This is an article for summary. Because I am interested in the development of CNN architectures.
- ImageNet: It is not a net but a visual database developed by Feifei Li, which boosts the development of the Computer Vision. The ImageNet project runs a contest called: ImageNet Large Scale Visual Recognition Challenge (ILSVRC), we can easily tell what the content of this contest is.
- Below is a graph summarizing the famous models showed in this contest, we can see AlexNet firstly uses deep network, which is 8 layers, and VGG uses 19 layers, GoogleNet uses 22 layers, ResNet is the best, which uses 152 layers!
This is a pioneering 7-level convolutional network developed by LeCun et al at 1998. LeNet-5 classifies digits, and was applied by several banks to recognize hand-written numbers on checks digitized in 32x32 pixel greyscale input images. The ability to process higher resolution images requires larger and more convolutional layers, so this technique is constrained by the availability of computing resources. The architecture is like that：
It is like LeNet, the main differences are that it was deeper, with more filters per layer, and with stacked convolutional layers. It consisted 11x11, 5x5,3x3, convolutions, max pooling, dropout, data augmentation, ReLU activations, SGD with momentum. It attached ReLU activations after every convolutional and fully-connected layer.
It reduces the error rate from 25.8% to 16.4%.
AlexNet was trained for 6 days simultaneously on two Nvidia Geforce GTX 580 GPUs which is the reason for why their network is split into two pipelines. AlexNet was designed by the SuperVision group, consisting of Alex Krizhevsky, Geoffrey Hinton, and Ilya Sutskever. See the picture below:
It was mostly an achievement by adjust the hyper-parameters of AlexNet while maintaining the same structure with additional Deep Learning elements.
See this : Going Deeper with Convolutions
The name Inception comes from the meme "we need to go deeper". The best thing in this article is that it uses Inception modules, This cascaded cross channel parameteric pooling structure allows complex and learnable interactions of cross channel information.
GoogLeNet is a special case of Inception architecture. It is like that:
The winner of the ILSVRC 2014 competition was GoogleNet(a.k.a. Inception V1) from Google. It achieved a error rate of 6.67%! This was very close to human level performance which the organizers of the challenge were now forced to evaluate. As it turns out, this was actually rather hard to do and required some human training in order to beat GoogLeNets accuracy. After a few days of training, the human expert (Andrej Karpathy) was able to achieve a error rate of 5.1%(single model) and 3.6%(ensemble). The network used a CNN inspired by LeNet but implemented a novel element which is called an inception module. It used batch normalization, image distortions and RMSprop. This module is based on several very small convolutions in order to drastically reduce the number of parameters. Their architecture consisted of a 22 layer deep CNN but reduced the number of parameters from 60 million (AlexNet) to 4 million.

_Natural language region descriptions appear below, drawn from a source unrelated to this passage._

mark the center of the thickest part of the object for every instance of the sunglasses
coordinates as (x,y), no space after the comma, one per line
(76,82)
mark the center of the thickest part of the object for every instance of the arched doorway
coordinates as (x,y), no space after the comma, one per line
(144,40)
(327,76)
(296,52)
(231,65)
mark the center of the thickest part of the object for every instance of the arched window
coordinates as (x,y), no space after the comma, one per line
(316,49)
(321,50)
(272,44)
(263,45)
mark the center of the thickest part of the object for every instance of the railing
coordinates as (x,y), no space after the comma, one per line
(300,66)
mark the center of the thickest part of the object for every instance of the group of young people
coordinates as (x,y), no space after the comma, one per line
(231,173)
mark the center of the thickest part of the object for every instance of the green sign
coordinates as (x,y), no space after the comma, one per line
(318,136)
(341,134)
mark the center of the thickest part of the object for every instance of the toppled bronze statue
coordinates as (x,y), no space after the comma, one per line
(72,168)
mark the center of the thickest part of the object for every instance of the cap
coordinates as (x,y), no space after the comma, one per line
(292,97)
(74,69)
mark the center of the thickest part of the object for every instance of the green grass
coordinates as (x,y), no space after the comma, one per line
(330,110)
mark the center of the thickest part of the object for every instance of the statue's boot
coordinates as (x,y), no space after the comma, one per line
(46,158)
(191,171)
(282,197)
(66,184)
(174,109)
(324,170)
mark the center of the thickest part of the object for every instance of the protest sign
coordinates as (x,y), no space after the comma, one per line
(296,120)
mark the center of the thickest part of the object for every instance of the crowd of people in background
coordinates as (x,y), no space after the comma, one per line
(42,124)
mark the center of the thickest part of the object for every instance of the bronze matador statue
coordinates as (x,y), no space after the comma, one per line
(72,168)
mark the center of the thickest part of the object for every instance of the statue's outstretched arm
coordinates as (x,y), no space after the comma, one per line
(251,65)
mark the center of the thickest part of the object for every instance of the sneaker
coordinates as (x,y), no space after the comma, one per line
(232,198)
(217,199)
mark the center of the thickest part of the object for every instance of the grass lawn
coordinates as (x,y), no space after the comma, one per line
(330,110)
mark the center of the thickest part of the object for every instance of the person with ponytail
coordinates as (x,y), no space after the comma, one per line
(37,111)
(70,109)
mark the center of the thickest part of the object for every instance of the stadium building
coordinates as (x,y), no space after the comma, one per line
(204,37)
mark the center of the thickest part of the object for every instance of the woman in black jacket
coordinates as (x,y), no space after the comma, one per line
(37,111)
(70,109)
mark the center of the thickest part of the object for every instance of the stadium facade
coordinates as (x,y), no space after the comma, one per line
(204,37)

A rough estimate suggests that the GoogLeNet network could be trained to convergence using few high-end GPUs within a week, the main limitation being the memory usage.
The runner-up at the ILSVRC 2014 competition is called VGGNet by the community and was developed by Simonyan and Zisserman . VGGNet consists of 16 convolutional layers and is very appealing because of its very uniform architecture. Similar to AlexNet, only 3x3 convolutions, but lots of filters. Trained on 4 GPUs for 2–3 weeks. It is currently the most preferred choice in the community for extracting features from images. The weight configuration of the VGGNet is publicly available and has been used in many other applications and challenges as a baseline feature extractor. However, VGGNet consists of 138 million parameters, which can be a bit challenging to handle.
At last, at the ILSVRC 2015, the so-called Residual Neural Network (ResNet) by Kaiming He et al introduced a novel architecture with “skip connections” and features heavy batch normalization. Such skip connections are also known as gated units or gated recurrent units and have a strong similarity to recent successful elements applied in RNNs. Thanks to this technique they were able to train a NN with 152 layers while still having lower complexity than VGGNet. It achieves a error rate of 3.57% which beats human-level performance on this dataset.